Issue 121221.1: Allow DW_AT_type with DW_TAG_string_type

Author: Kendrick Wong
Champion: Kendrick Wong
Date submitted: 2012-12-21
Date revised:
Date closed:
Type: Enhancement
Status: Accepted
DWARF Version: 5
Section 5.9, pg 98
The purpose of this write up is to replace the existing proposal 120213.1 by Tobias Burnus: 
"Allow DW_AT_type with DW_TAG_string_type"

Section 5.9 String Type Entries, pg 98

The DWARF spec currently does not allow to specify the type (DW_AT_type) for strings (DW_TAG_string_type).

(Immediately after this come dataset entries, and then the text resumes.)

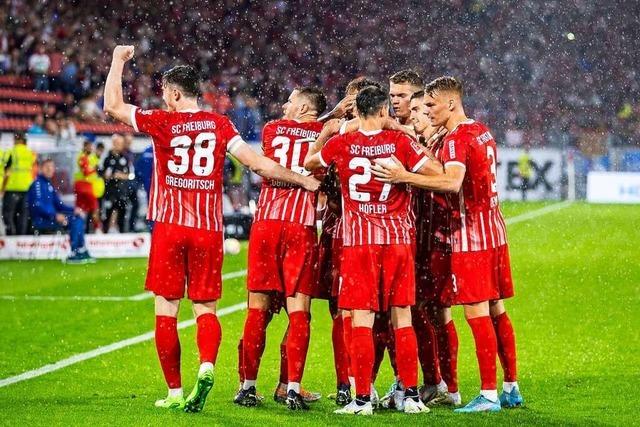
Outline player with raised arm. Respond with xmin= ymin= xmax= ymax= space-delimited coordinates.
xmin=410 ymin=91 xmax=461 ymax=406
xmin=304 ymin=86 xmax=428 ymax=415
xmin=104 ymin=46 xmax=319 ymax=412
xmin=234 ymin=87 xmax=326 ymax=410
xmin=372 ymin=77 xmax=523 ymax=412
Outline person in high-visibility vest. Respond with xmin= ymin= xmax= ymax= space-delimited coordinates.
xmin=0 ymin=132 xmax=36 ymax=236
xmin=518 ymin=147 xmax=533 ymax=202
xmin=73 ymin=140 xmax=104 ymax=232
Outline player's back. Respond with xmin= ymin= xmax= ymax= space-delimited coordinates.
xmin=133 ymin=109 xmax=242 ymax=231
xmin=442 ymin=120 xmax=506 ymax=251
xmin=255 ymin=119 xmax=322 ymax=226
xmin=321 ymin=130 xmax=426 ymax=246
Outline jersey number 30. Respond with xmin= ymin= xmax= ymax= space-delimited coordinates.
xmin=167 ymin=132 xmax=216 ymax=176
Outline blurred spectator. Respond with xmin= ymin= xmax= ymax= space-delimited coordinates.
xmin=0 ymin=132 xmax=36 ymax=236
xmin=27 ymin=159 xmax=95 ymax=264
xmin=29 ymin=44 xmax=51 ymax=91
xmin=74 ymin=140 xmax=104 ymax=232
xmin=102 ymin=134 xmax=131 ymax=233
xmin=27 ymin=114 xmax=47 ymax=135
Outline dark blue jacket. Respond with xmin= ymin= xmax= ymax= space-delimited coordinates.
xmin=27 ymin=175 xmax=73 ymax=229
xmin=134 ymin=145 xmax=153 ymax=197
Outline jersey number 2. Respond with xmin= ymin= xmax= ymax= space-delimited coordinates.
xmin=167 ymin=132 xmax=216 ymax=176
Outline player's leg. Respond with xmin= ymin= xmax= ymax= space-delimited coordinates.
xmin=335 ymin=310 xmax=375 ymax=415
xmin=411 ymin=302 xmax=442 ymax=404
xmin=155 ymin=295 xmax=184 ymax=409
xmin=455 ymin=301 xmax=500 ymax=412
xmin=287 ymin=292 xmax=311 ymax=409
xmin=234 ymin=292 xmax=271 ymax=406
xmin=427 ymin=304 xmax=461 ymax=405
xmin=145 ymin=223 xmax=187 ymax=409
xmin=489 ymin=300 xmax=524 ymax=408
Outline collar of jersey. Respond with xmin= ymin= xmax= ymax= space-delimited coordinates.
xmin=358 ymin=129 xmax=382 ymax=136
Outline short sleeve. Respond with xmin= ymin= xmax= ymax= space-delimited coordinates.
xmin=220 ymin=117 xmax=246 ymax=154
xmin=442 ymin=135 xmax=468 ymax=168
xmin=398 ymin=135 xmax=429 ymax=172
xmin=131 ymin=107 xmax=169 ymax=135
xmin=319 ymin=135 xmax=341 ymax=168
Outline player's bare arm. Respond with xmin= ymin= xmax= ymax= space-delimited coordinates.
xmin=371 ymin=156 xmax=465 ymax=193
xmin=104 ymin=46 xmax=136 ymax=126
xmin=231 ymin=144 xmax=320 ymax=191
xmin=318 ymin=93 xmax=357 ymax=122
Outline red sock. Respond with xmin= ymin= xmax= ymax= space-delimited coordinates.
xmin=196 ymin=313 xmax=222 ymax=365
xmin=279 ymin=328 xmax=289 ymax=384
xmin=372 ymin=315 xmax=389 ymax=381
xmin=238 ymin=338 xmax=244 ymax=383
xmin=395 ymin=326 xmax=418 ymax=389
xmin=342 ymin=316 xmax=353 ymax=376
xmin=412 ymin=310 xmax=442 ymax=385
xmin=287 ymin=311 xmax=311 ymax=383
xmin=436 ymin=320 xmax=458 ymax=393
xmin=492 ymin=312 xmax=518 ymax=382
xmin=242 ymin=308 xmax=267 ymax=381
xmin=155 ymin=316 xmax=182 ymax=388
xmin=351 ymin=327 xmax=374 ymax=396
xmin=331 ymin=316 xmax=349 ymax=386
xmin=467 ymin=316 xmax=498 ymax=390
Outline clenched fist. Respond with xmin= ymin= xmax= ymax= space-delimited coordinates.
xmin=113 ymin=45 xmax=134 ymax=62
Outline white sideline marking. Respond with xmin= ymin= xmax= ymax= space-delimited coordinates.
xmin=0 ymin=302 xmax=247 ymax=388
xmin=0 ymin=201 xmax=571 ymax=388
xmin=0 ymin=270 xmax=247 ymax=301
xmin=506 ymin=200 xmax=572 ymax=225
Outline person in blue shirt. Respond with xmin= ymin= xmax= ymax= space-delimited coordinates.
xmin=134 ymin=145 xmax=153 ymax=229
xmin=27 ymin=159 xmax=95 ymax=264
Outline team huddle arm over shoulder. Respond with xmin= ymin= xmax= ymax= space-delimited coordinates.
xmin=229 ymin=143 xmax=320 ymax=191
xmin=104 ymin=46 xmax=137 ymax=130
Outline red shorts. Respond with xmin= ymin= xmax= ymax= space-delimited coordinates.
xmin=247 ymin=220 xmax=319 ymax=297
xmin=451 ymin=245 xmax=514 ymax=305
xmin=338 ymin=245 xmax=416 ymax=311
xmin=316 ymin=232 xmax=334 ymax=300
xmin=416 ymin=251 xmax=453 ymax=307
xmin=145 ymin=222 xmax=223 ymax=301
xmin=73 ymin=181 xmax=98 ymax=212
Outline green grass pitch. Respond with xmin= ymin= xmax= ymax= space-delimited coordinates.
xmin=0 ymin=203 xmax=640 ymax=426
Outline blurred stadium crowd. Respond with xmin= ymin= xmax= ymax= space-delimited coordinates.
xmin=0 ymin=0 xmax=640 ymax=146
xmin=0 ymin=0 xmax=640 ymax=236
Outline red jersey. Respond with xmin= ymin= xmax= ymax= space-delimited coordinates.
xmin=441 ymin=120 xmax=507 ymax=252
xmin=320 ymin=130 xmax=427 ymax=246
xmin=414 ymin=141 xmax=451 ymax=252
xmin=131 ymin=108 xmax=244 ymax=231
xmin=255 ymin=119 xmax=322 ymax=226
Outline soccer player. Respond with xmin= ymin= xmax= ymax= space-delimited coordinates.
xmin=410 ymin=91 xmax=461 ymax=406
xmin=380 ymin=70 xmax=424 ymax=408
xmin=304 ymin=86 xmax=428 ymax=415
xmin=104 ymin=46 xmax=319 ymax=412
xmin=234 ymin=87 xmax=327 ymax=410
xmin=372 ymin=77 xmax=523 ymax=412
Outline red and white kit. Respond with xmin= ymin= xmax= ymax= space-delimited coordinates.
xmin=415 ymin=142 xmax=453 ymax=307
xmin=247 ymin=120 xmax=322 ymax=296
xmin=131 ymin=108 xmax=244 ymax=301
xmin=320 ymin=130 xmax=427 ymax=311
xmin=441 ymin=120 xmax=513 ymax=304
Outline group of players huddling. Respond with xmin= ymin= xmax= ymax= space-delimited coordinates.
xmin=104 ymin=46 xmax=523 ymax=415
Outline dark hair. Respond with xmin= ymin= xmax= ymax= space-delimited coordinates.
xmin=389 ymin=70 xmax=424 ymax=87
xmin=345 ymin=76 xmax=382 ymax=93
xmin=424 ymin=76 xmax=464 ymax=97
xmin=295 ymin=86 xmax=327 ymax=114
xmin=162 ymin=65 xmax=200 ymax=98
xmin=356 ymin=86 xmax=389 ymax=117
xmin=411 ymin=90 xmax=424 ymax=100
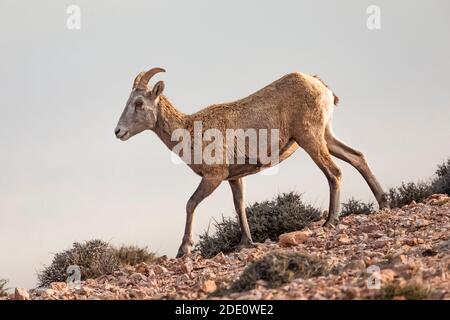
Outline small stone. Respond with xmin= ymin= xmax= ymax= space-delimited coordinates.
xmin=14 ymin=288 xmax=30 ymax=300
xmin=278 ymin=231 xmax=311 ymax=247
xmin=213 ymin=252 xmax=227 ymax=264
xmin=180 ymin=261 xmax=193 ymax=273
xmin=200 ymin=280 xmax=217 ymax=293
xmin=415 ymin=219 xmax=430 ymax=228
xmin=77 ymin=286 xmax=94 ymax=296
xmin=338 ymin=233 xmax=352 ymax=244
xmin=154 ymin=265 xmax=169 ymax=274
xmin=130 ymin=272 xmax=147 ymax=283
xmin=373 ymin=239 xmax=389 ymax=249
xmin=380 ymin=269 xmax=397 ymax=283
xmin=391 ymin=254 xmax=408 ymax=264
xmin=49 ymin=282 xmax=67 ymax=291
xmin=135 ymin=262 xmax=149 ymax=276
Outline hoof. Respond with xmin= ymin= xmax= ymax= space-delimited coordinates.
xmin=237 ymin=240 xmax=256 ymax=250
xmin=322 ymin=219 xmax=339 ymax=228
xmin=175 ymin=247 xmax=191 ymax=259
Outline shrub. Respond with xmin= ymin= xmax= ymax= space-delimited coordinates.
xmin=38 ymin=239 xmax=119 ymax=287
xmin=196 ymin=192 xmax=322 ymax=258
xmin=373 ymin=283 xmax=430 ymax=300
xmin=115 ymin=246 xmax=156 ymax=266
xmin=0 ymin=279 xmax=9 ymax=297
xmin=387 ymin=182 xmax=434 ymax=208
xmin=341 ymin=198 xmax=375 ymax=217
xmin=431 ymin=158 xmax=450 ymax=195
xmin=213 ymin=251 xmax=330 ymax=295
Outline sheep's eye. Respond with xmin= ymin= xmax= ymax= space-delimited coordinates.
xmin=134 ymin=100 xmax=143 ymax=109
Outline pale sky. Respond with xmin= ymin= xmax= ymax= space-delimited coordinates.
xmin=0 ymin=0 xmax=450 ymax=287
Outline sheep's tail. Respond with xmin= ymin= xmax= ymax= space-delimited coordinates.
xmin=313 ymin=74 xmax=339 ymax=106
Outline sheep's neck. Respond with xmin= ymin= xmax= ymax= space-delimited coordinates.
xmin=154 ymin=95 xmax=188 ymax=150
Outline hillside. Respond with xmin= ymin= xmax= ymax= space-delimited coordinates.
xmin=8 ymin=195 xmax=450 ymax=299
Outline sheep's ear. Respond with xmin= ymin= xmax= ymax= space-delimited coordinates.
xmin=152 ymin=81 xmax=164 ymax=99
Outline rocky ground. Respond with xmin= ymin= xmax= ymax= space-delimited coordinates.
xmin=4 ymin=195 xmax=450 ymax=300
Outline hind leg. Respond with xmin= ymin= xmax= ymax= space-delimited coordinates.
xmin=297 ymin=136 xmax=342 ymax=226
xmin=325 ymin=127 xmax=389 ymax=209
xmin=228 ymin=178 xmax=253 ymax=247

That's a problem for Fortran, where different string types can exists. For instance, GCC's gfortran [since 
4.4] has a kind=1 (one byte) and a kind=4 (four bytes, for UCS-4) character type. The NAG compiler (nagfor 
5.3) supports besides the one-byte type also UCS-2, UCS-4, and Shift-JIS.

Note: UCS-4 is an (optional) feature of the Fortran 2003 standard (ISO/IEC 1539-1:2004; see also Fortran 
2008, ISO/IEC 1539-1:2010).

[Information from John Bishop]
From the document with this title page:

   WD 1539-1 J3/10-007r1 (F2008 Working Document) 24th November 2010 16:43

Section 4.4.3 Character type; subsection 4.4.3.1 Character sets, paragraphy 3:

[quote]
The character set specified in ISO/IEC 646:1991 (International Reference Version) is referred to as the 
ASCII character set and its corresponding representation method is ASCII character kind.  The character 
set UCS-4 as specified in ISO/IEC 10646 is referred to as the ISO 10646 character set and its corresponding
method is the ISO 10646 character kind.
[end quote]

Section 4.4.3.2 says that there is no standard list of character "kinds" but every kind provided by the 
"processor" (the combined hardware/software system from a vendor) must have a blank character.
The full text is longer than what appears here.